Faceted search aggregates requested facets on all documents that match a query via FacetsCollector. You first define a FacetRequest per root node for which you are interested to aggregate top categories. The root node can be any node in the taxonomy tree, e.g. Pub Date/2004. You can also specify the lowest level in the taxonomy tree for which you would like to receive the aggregations. I.e., level=1 (default) means that you are interested in aggregating the immediate children of the root node, while level=2 means that you are interested to get the top categories of the immediate children of root, as well as each of their top categories. This is a powerful capability of Lucene Facets, which allows you to do recursive top categories aggregations.

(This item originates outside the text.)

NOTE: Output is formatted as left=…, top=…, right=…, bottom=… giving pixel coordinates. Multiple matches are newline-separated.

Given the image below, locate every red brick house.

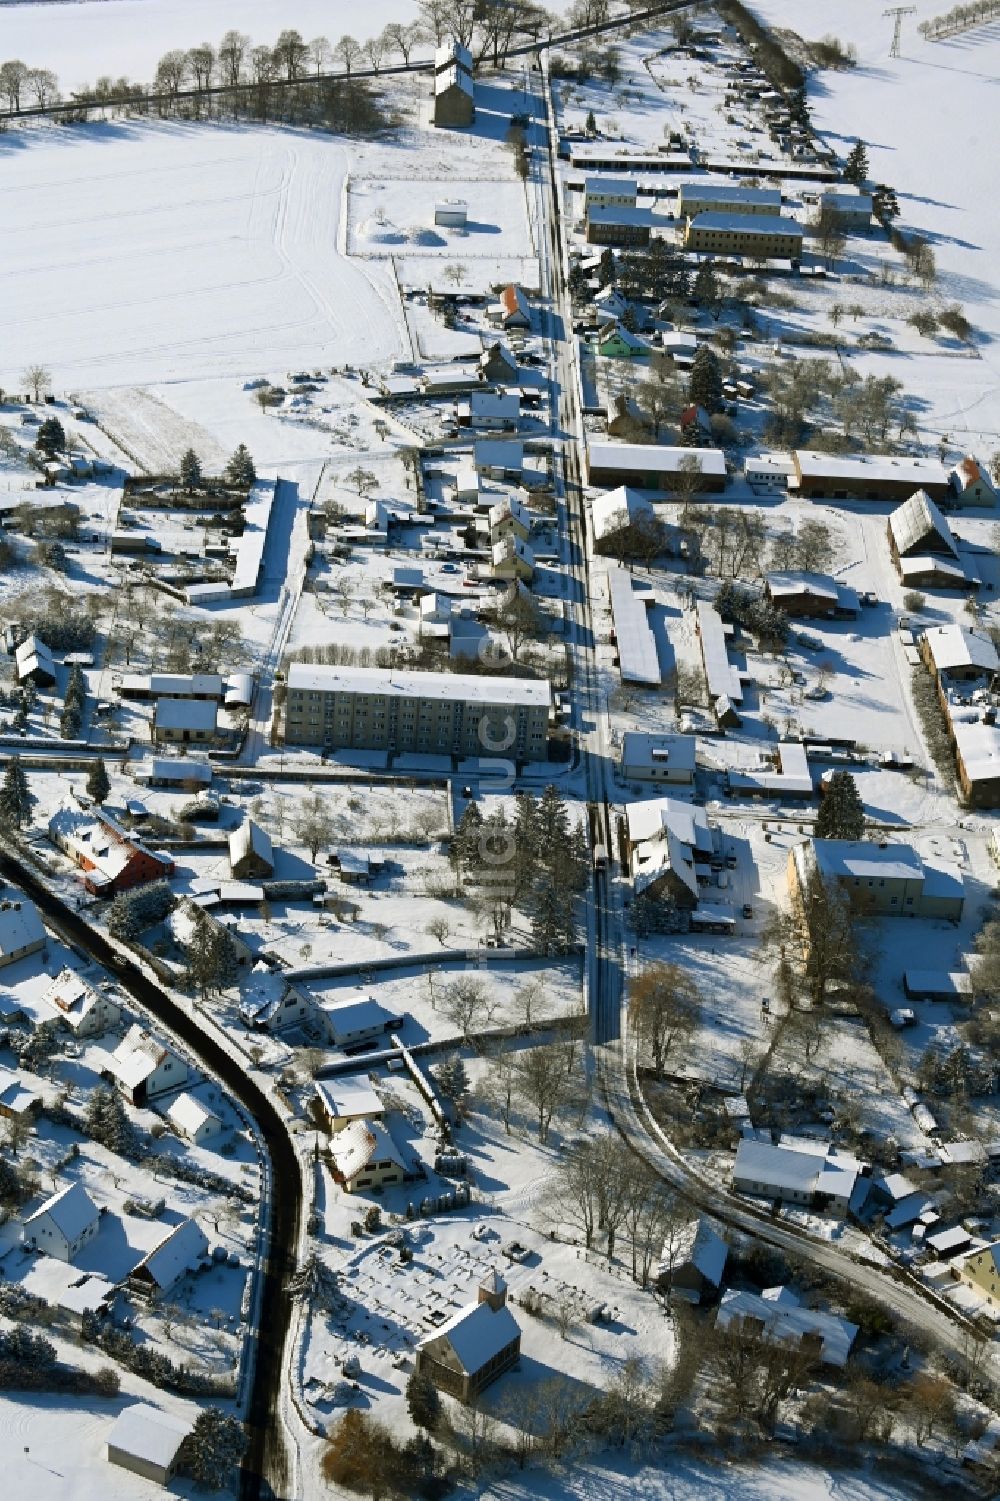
left=48, top=805, right=174, bottom=896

The following code initializes FacetSearchParams to aggregate the top 10 immediate categories of the Author and Pub Date facets, and finally executes a MatchAllDocsQuery to aggregate facets on all indexed documents (books):
FacetSearchParams fsp = new FacetSearchParams();
fsp.addFacetRequest(new CountFacetRequest(new CategoryPath("Author"), 10));
fsp.addFacetRequest(new CountFacetRequest(new CategoryPath("Pub Date"), 10));
FacetsCollector facetsCollector = FacetsCollector.create(fsp, indexr, taxor);
searcher.search(new MatchAllDocsQuery(), facetsCollector);
NOTE: in a normal search you will usually execute a different Query, e.g. one that was parsed from the user's request, and wrap FacetsCollector and e.g. TopDocsCollector with MultiCollector, to retrieve both the top ranking documents to the query, as well as the top categories for the entire result set.
We can print the top categories and their weight using the following code:
for (FacetResult fres : facetsCollector.getFacetResults()) {
  FacetResultNode root = fres.getFacetResultNode();
  System.out.println(String.format("%s (%d)", root.label, root.value));
  for (FacetResultNode cat : root.getSubResults()) {
    System.out.println(String.format("  %s (%d)", cat.label.components[1], 
                       cat.value));
  }
}
Let's take a moment to review the code. FacetsCollector returns a list of FacetResult, and there is one item in the list per requested facet. FacetResult exposes a tree-like API and the root node corresponds to the one that was specified in the request. The root will have as many children as were requested in the request (or less, as in this case). The traversal starts by getting the root and then its children (which denote the top categories for this request).

The code prints the label and weight of each category that it visits. Note that for the root node, the weight denotes the aggregated weight of all of its children (even those that did not make it to the top list). This can quickly tell you how many documents in the result set are not associated with the root node at all. If you execute the code, you will get the following print:
Author (2.0)
  Otis Gospodnetić (2.0)
  Erik Hatcher (2.0)
  Michael McCandless (1.0)
Pub Date (2.0)
  2010 (1.0)
  2004 (1.0)
NOTE: the label of each child node is actually the full path from the root, e.g. Author/Erik Hatcher. For brevity, I excluded the level of the root from the print (see the call to .getComponent(1)).

Drill-down / Narrowing on facet

One of the operations that users will probably want to do with the returned facets, is to use them as a filter to the query, to narrow down the result set. This can be easily achieved with the DrillDown helper class, as follows:
Query base = new MatchAllDocsQuery();
DrillDownQuery ddq = new DrillDownQuery(FacetIndexingParams.DEFAULT, base);
ddq.add(new CategoryPath("Author", "Michael McCandless"));
This code returns all documents that matched the original query and are associated with the category Author/Michael McCandless. If we execute that query by calling searcher.search(q, 10) (i.e., return the top 10 documents), we'll receive only the second book, since only it is associated with that category.

That's it ! You now know the basics of indexing and searching with Lucene Facets. You can use these code examples (and the ones that are packaged with Lucene) to start building your faceted search application.